Rea, Baz and Gerloff soon sprinted clear to form the lead pack, but the latter would see his hopes of a second consecutive podium ruined by a crash on lap seven at Nurburgring when he lost the rear of the GRT Yamaha and it flipped him back over into a high-side.
With Baz left to take up the fight, he stayed close to Rea for the majority of the race and it was only until the latter portions that he began to lose ground before easing off to settle for second place.
His tenth win of the year, it means Rea has extended his lead over Redding to 65 points. He needs 62 points in hand at the end of the weekend to be crowned champion for a sixth time in six years.
A third podium of the year – and a first WorldSBK podium on home soil – for Baz and Ten Kate Yamaha – he was followed by Alex Lowes who despite being a distant ten seconds off the front notched up his first podium since the Australian season opener back in February/March.
Making good gains from his ninth place starting position, Chaz Davies consolidated third overall with fourth position, ahead of Ducati team-mate Redding, whose fifth place result was a hard-fought reward for an eventful race.
Struggling initially down in a distant tenth, the confidence returned as the laps ticked off to the point where Redding was on the back of a fierce race-long battle for fifth between Toprak Razgatlioglu and Leon Haslam.
With the Yamaha and Honda pair swapping positions right up to the final lap, it was Haslam’s last attack into Imola that proved his undoing, the veteran getting the move done, only to high-side dramatically on the exit.
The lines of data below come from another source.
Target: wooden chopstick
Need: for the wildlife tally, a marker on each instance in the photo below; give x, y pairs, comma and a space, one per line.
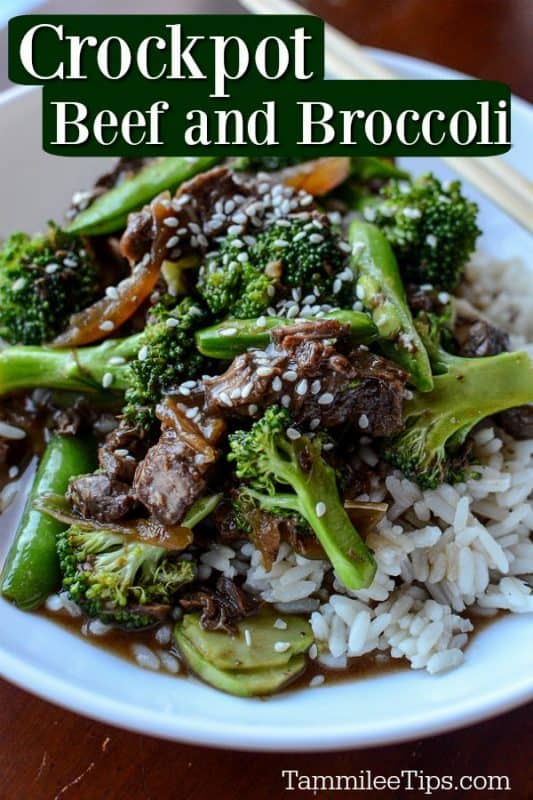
493, 176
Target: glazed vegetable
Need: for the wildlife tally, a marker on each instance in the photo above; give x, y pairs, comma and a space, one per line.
42, 281
429, 450
119, 580
247, 663
266, 459
110, 211
230, 338
142, 366
380, 289
31, 571
431, 226
147, 530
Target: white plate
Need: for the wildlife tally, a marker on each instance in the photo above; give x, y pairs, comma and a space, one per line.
47, 660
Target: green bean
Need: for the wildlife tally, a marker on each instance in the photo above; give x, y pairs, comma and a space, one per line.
234, 336
380, 288
110, 211
31, 571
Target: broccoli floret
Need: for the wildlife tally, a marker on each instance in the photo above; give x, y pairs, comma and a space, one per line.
437, 423
431, 227
232, 283
42, 282
306, 252
268, 461
142, 367
116, 579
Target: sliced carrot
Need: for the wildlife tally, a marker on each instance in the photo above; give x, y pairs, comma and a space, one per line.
317, 177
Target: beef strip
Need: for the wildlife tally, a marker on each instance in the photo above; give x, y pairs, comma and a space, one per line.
204, 208
99, 497
174, 471
306, 371
477, 338
124, 169
222, 607
121, 452
517, 422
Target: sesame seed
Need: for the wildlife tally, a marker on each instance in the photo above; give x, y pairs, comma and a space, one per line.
320, 509
264, 372
293, 434
106, 325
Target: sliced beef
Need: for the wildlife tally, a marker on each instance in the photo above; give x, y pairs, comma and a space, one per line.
478, 338
517, 422
174, 471
222, 607
121, 452
99, 497
311, 370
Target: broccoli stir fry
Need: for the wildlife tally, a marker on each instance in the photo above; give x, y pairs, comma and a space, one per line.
205, 360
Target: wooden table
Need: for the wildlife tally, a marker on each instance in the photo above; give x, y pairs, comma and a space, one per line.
47, 753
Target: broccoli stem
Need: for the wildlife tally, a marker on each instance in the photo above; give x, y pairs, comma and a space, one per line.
472, 389
28, 367
381, 290
234, 336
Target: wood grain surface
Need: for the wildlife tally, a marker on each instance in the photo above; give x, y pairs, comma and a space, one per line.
47, 753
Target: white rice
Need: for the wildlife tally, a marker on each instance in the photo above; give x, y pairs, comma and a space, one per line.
440, 553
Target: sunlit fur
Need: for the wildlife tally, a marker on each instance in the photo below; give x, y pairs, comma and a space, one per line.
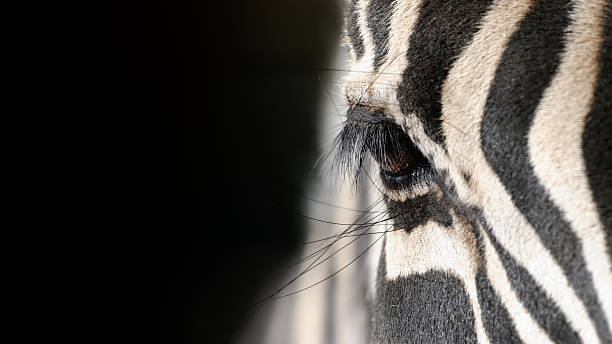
488, 227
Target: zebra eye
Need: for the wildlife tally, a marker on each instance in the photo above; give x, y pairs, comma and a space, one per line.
402, 165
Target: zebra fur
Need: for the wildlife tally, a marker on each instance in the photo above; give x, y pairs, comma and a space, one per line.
510, 102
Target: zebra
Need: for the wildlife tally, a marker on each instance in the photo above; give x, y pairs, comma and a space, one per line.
490, 122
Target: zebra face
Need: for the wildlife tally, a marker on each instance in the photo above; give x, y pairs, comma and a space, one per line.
490, 122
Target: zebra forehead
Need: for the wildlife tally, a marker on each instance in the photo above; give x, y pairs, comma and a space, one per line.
510, 102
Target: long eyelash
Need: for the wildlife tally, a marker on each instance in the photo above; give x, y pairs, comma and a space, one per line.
366, 131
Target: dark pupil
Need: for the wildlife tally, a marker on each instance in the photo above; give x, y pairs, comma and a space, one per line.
394, 151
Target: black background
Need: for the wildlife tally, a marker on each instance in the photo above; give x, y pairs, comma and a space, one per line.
217, 114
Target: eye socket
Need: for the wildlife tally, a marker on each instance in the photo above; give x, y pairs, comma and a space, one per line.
402, 165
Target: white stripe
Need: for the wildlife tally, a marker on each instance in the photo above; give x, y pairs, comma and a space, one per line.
527, 328
434, 247
463, 98
555, 142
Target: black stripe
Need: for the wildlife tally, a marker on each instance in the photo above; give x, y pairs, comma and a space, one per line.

That slowed up Razgatlioglu, allowing Redding to jump from seventh to fifth, with the Turk left in sixth.
With everyone behind jumping a late position, Michael Ruben Rinaldi was seventh, ahead of Xavi Fores – for his equal best result of the year – and Michael van der Mark, who ran fourth for much of the race before a crash at d’Eau dropped him down the order.
Leandro Mercado returned to the top ten on the Motocorsa Ducati, with Federico Caricasulo and a lacklustre Alvaro Bautista left to fly the flag for GRT Yamaha and Honda in 11th and 12th after their respective team-mates’ incidents.
Sylvain Barrier, Valentin Debise and WorldSBK debutant Xavier Pinsach – another to fall and remount – picking up the final points’ paying position.